Les informations communiquées par le ministère de la Culture montrent que :

- pour l'année 2016, le coût prévu a été respecté, avec une économie de l'ordre de 1 million d'euro ;

- pour l'année 2017, un dépassement est prévu dans les budgets de France Télévisions (16,1 millions d'euros, c'est-à-dire 0,3 million d'euros de plus que la prévision) et de Radio France (4,2 millions d'euros, qui représentent 0,7 million d'euros de plus que la prévision).

France Télévisions n'avait pas souscrit de mesure quotidienne des audiences pour la première année, mais des mesures d'audiences ponctuelles ont mis en évidence une part d'audience de 0,4% en mai 2017 et une couverture de 19 millions de Français.

Depuis le 2 octobre 2017, franceinfo a souscrit à une mesure d'audience quotidienne. Les résultats de Médiamétrie pour le mois d'octobre 2017 indiquent que la part d'audience de la chaîne est de 0,3 %, derrière ses concurrentes Cnews (0,5 %), LCI (0,6 %) et BFM TV (2,2 %).

Source : d'après les réponses au questionnaire budgétaire et l'enquête Médiamétrie d'octobre 2017

Cette réflexion sur la rationalisation des moyens conduit également à s'interroger sur les coûts de production de programmes en interne de France Télévisions , qui semblent nettement supérieurs à ceux des productions déléguées à l'extérieur.

Enfin, dans un contexte de diminution des ressources publiques, la question de la levée partielle de l'interdiction de la publicité après 20 heures sur France Télévisions, avec par exemple une autorisation accordée entre 20 heures et 21 heures, ne peut pas être éludée .

Le Gouvernement a indiqué avoir engagé la réflexion sur l'avenir de l'audiovisuel public avec les partenaires concernés.

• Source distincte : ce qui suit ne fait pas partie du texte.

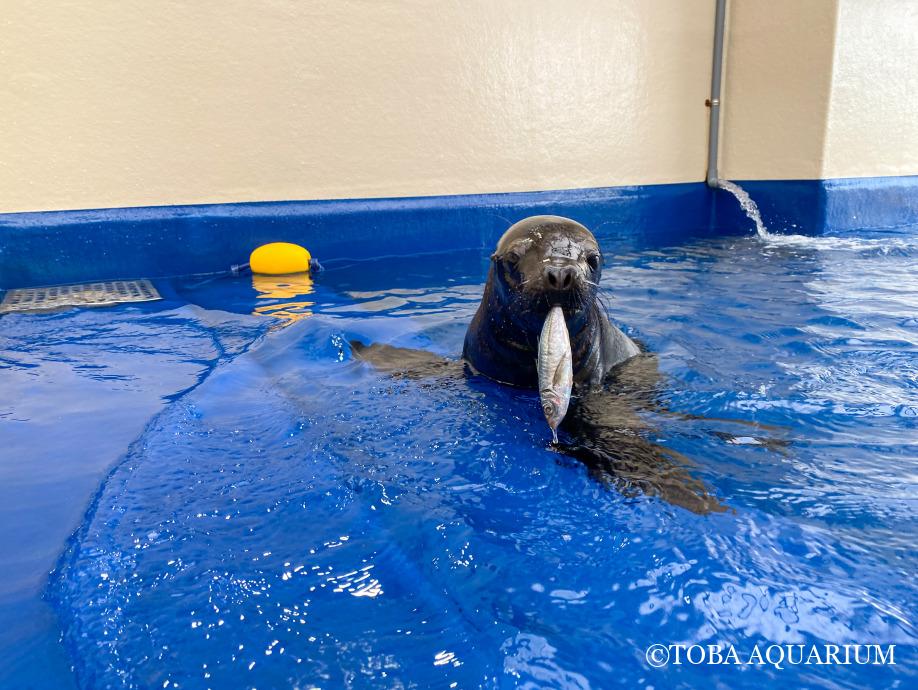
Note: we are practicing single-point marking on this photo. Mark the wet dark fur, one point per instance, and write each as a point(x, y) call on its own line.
point(613, 380)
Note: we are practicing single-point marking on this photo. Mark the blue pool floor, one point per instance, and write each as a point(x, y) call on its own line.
point(265, 511)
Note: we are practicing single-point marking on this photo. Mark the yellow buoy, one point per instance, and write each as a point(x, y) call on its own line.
point(279, 258)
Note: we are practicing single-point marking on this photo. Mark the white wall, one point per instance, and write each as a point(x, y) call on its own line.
point(129, 102)
point(873, 113)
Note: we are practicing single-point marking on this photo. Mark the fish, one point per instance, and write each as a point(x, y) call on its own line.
point(555, 368)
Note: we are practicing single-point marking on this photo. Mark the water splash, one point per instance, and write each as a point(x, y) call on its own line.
point(747, 204)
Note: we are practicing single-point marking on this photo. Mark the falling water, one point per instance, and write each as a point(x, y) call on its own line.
point(747, 204)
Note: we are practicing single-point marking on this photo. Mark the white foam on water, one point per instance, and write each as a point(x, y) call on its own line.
point(882, 245)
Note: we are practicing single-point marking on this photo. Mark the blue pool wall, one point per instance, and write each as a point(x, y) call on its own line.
point(59, 247)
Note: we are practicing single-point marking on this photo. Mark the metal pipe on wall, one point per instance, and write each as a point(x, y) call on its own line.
point(714, 102)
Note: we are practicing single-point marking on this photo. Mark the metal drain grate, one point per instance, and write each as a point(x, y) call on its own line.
point(84, 295)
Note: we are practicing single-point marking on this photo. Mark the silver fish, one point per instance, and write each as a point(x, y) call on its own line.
point(554, 365)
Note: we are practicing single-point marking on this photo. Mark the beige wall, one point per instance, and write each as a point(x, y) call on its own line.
point(873, 114)
point(130, 102)
point(777, 81)
point(126, 103)
point(820, 89)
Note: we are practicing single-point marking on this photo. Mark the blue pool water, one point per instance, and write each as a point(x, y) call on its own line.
point(268, 512)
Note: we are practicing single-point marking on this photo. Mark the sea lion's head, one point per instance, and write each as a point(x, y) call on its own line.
point(546, 261)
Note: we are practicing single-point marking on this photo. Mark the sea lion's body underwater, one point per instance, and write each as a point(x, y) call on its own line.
point(539, 263)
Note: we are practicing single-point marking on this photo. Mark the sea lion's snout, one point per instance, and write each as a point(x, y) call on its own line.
point(561, 277)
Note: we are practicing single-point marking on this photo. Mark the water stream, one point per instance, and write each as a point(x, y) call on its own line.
point(747, 204)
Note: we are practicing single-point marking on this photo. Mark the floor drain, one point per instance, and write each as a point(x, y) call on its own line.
point(83, 295)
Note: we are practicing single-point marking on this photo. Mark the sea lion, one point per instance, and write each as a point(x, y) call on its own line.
point(541, 262)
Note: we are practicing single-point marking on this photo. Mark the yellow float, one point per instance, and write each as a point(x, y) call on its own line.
point(279, 258)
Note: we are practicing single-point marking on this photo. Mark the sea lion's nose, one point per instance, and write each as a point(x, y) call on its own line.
point(559, 277)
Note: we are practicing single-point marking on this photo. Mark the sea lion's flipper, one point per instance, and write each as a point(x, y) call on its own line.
point(611, 440)
point(402, 362)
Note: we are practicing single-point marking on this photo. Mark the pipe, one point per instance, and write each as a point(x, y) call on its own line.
point(714, 102)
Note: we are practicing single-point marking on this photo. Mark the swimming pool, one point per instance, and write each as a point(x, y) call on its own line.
point(284, 515)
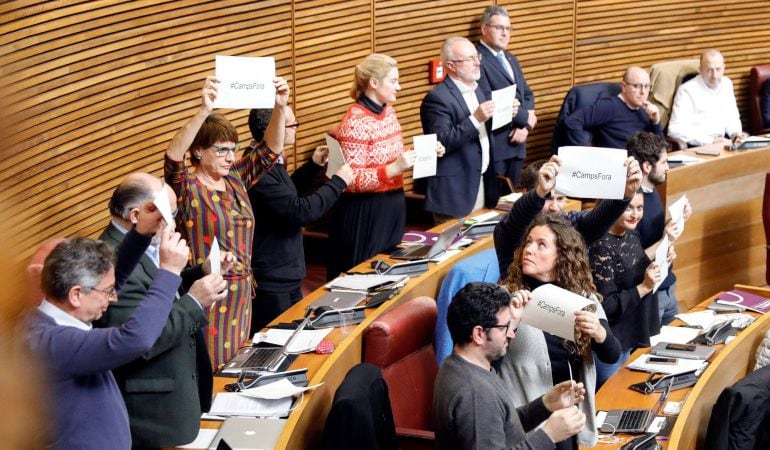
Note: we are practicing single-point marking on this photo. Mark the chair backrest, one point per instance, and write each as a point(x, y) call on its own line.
point(665, 78)
point(400, 342)
point(757, 79)
point(35, 268)
point(580, 96)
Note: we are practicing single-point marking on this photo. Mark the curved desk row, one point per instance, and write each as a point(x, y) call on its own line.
point(730, 363)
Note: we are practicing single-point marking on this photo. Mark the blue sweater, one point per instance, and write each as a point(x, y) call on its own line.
point(87, 408)
point(610, 121)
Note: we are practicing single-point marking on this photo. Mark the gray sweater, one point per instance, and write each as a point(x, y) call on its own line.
point(473, 410)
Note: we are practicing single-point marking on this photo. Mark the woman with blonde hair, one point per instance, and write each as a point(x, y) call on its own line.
point(370, 215)
point(554, 252)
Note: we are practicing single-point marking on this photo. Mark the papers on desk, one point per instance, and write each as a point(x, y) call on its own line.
point(674, 335)
point(234, 404)
point(681, 366)
point(306, 340)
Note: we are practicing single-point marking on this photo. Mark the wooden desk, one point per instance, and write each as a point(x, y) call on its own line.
point(723, 242)
point(727, 366)
point(304, 427)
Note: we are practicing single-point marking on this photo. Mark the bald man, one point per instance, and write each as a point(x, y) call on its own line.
point(167, 388)
point(611, 120)
point(704, 109)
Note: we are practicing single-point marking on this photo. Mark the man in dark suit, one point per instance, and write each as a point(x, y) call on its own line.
point(167, 388)
point(501, 69)
point(458, 110)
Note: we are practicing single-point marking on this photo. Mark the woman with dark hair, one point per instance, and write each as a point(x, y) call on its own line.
point(213, 204)
point(554, 252)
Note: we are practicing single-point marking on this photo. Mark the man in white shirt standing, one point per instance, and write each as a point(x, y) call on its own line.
point(705, 110)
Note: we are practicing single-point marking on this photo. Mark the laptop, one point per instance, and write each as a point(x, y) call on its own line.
point(266, 359)
point(424, 251)
point(633, 421)
point(248, 433)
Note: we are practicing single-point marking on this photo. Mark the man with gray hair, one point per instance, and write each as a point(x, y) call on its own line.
point(501, 69)
point(80, 278)
point(705, 110)
point(165, 416)
point(458, 110)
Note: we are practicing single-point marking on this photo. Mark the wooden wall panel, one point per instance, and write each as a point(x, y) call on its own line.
point(99, 87)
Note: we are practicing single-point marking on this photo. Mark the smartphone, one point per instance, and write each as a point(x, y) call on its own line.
point(661, 360)
point(681, 347)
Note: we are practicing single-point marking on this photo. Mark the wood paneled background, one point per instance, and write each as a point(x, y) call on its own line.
point(99, 87)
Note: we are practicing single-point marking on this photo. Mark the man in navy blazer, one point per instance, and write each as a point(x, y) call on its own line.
point(500, 69)
point(458, 110)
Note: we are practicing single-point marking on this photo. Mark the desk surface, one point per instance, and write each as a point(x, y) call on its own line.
point(728, 365)
point(304, 427)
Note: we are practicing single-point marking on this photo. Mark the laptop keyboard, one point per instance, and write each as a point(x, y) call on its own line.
point(633, 419)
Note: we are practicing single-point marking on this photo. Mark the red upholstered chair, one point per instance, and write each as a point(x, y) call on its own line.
point(400, 342)
point(759, 75)
point(766, 223)
point(35, 268)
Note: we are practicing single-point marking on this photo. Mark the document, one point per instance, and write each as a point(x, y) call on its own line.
point(552, 309)
point(245, 82)
point(425, 164)
point(661, 260)
point(503, 99)
point(592, 172)
point(336, 160)
point(233, 404)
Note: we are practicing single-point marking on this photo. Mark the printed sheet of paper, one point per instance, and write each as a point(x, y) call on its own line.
point(336, 160)
point(592, 172)
point(661, 259)
point(245, 82)
point(503, 99)
point(215, 257)
point(425, 164)
point(552, 309)
point(161, 202)
point(677, 212)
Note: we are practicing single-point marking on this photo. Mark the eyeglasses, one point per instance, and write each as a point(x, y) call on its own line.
point(110, 293)
point(474, 58)
point(222, 150)
point(639, 87)
point(500, 27)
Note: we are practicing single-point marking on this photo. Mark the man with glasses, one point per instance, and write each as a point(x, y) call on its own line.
point(471, 406)
point(705, 110)
point(80, 278)
point(458, 110)
point(286, 204)
point(168, 387)
point(501, 69)
point(611, 120)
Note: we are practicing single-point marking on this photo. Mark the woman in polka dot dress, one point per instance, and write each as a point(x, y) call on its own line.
point(213, 203)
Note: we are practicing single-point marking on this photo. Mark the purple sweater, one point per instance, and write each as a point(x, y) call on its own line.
point(87, 408)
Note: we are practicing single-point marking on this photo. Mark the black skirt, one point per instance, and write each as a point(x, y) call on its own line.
point(363, 225)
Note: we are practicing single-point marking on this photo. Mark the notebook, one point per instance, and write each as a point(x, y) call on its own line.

Françoise Nyssen, ministre de la culture, précisait devant la commission de la culture du Sénat : « (...) pour préparer l'avenir, je souhaite que l'audiovisuel public s'engage dans une dynamique de transformation plus structurelle. Cette dynamique s'appuie sur trois leviers : la réflexion sur le périmètre des missions, le financement et la gouvernance. La réflexion sur le périmètre des missions et sur l'efficacité de leur mise en oeuvre fait actuellement l'objet d'un travail interministériel, associant mon ministère à ceux de l'Économie et des Comptes publics. Les sociétés de l'audiovisuel public sont étroitement associées à ce travail et devraient nous faire part de leurs premières pistes de réforme d'ici la mi-novembre. La réflexion se poursuivra jusqu'au début de l'année 2018. »

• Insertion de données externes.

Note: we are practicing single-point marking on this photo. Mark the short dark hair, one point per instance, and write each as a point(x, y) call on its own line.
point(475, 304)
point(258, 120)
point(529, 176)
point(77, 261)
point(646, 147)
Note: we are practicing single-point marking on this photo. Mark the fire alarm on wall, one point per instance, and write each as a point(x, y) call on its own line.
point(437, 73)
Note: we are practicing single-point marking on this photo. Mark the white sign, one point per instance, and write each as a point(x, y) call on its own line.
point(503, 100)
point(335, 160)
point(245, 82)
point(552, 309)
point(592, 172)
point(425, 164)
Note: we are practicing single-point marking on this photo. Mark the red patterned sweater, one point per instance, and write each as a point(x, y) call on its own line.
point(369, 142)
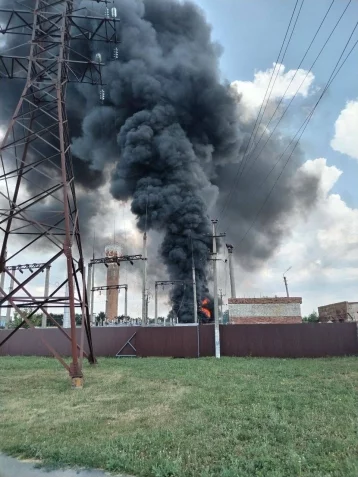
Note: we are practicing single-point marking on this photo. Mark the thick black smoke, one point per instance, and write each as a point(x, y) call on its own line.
point(170, 129)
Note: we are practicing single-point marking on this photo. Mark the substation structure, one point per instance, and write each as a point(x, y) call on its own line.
point(116, 288)
point(35, 153)
point(164, 283)
point(108, 262)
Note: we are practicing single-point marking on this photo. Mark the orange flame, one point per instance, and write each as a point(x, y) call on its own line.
point(205, 310)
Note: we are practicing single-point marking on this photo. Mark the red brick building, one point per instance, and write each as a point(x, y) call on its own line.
point(265, 310)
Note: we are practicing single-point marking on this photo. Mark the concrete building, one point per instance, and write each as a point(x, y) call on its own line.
point(343, 311)
point(265, 310)
point(113, 250)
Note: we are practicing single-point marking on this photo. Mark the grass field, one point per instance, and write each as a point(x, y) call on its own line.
point(185, 418)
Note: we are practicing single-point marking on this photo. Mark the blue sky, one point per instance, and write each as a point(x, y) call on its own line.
point(251, 33)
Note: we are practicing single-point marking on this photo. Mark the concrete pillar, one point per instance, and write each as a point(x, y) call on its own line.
point(46, 294)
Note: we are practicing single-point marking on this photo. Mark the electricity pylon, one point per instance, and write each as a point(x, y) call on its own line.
point(37, 172)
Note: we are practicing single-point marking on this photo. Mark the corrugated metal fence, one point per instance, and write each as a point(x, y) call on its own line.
point(281, 341)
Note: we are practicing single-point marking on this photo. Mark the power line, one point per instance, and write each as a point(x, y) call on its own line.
point(294, 96)
point(240, 173)
point(258, 119)
point(304, 125)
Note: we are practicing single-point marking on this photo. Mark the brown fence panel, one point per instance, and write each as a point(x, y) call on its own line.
point(107, 341)
point(207, 341)
point(176, 342)
point(290, 341)
point(287, 341)
point(27, 342)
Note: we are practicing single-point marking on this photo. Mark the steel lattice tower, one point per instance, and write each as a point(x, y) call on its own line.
point(36, 162)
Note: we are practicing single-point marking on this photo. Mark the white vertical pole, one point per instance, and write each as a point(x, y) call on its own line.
point(126, 302)
point(144, 285)
point(8, 310)
point(216, 302)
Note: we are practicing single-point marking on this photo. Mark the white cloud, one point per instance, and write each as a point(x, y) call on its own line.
point(253, 92)
point(345, 139)
point(322, 250)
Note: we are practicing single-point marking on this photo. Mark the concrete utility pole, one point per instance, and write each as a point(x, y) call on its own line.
point(195, 305)
point(221, 303)
point(144, 285)
point(285, 281)
point(46, 293)
point(89, 288)
point(92, 319)
point(126, 302)
point(2, 281)
point(8, 310)
point(216, 302)
point(230, 248)
point(156, 303)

En résumé, votre rapporteur spécial considère que le secteur de l'audiovisuel public a besoin de retrouver davantage de souplesse de fonctionnement , que ce soit dans le niveau des investissements , dans l' accomplissement des missions des chaînes ou encore dans les possibilités de recourir à la publicité sur les antennes .


* 18 Rapport n° 79 (2014-2015) « Pour un nouveau modèle de financement de l'audiovisuel public : trois étapes pour aboutir à la création de France Médias en 2020 ».

* 19 Assemblée nationale, séance du samedi 21 octobre 2017 sur le projet de loi de finances pour 2018.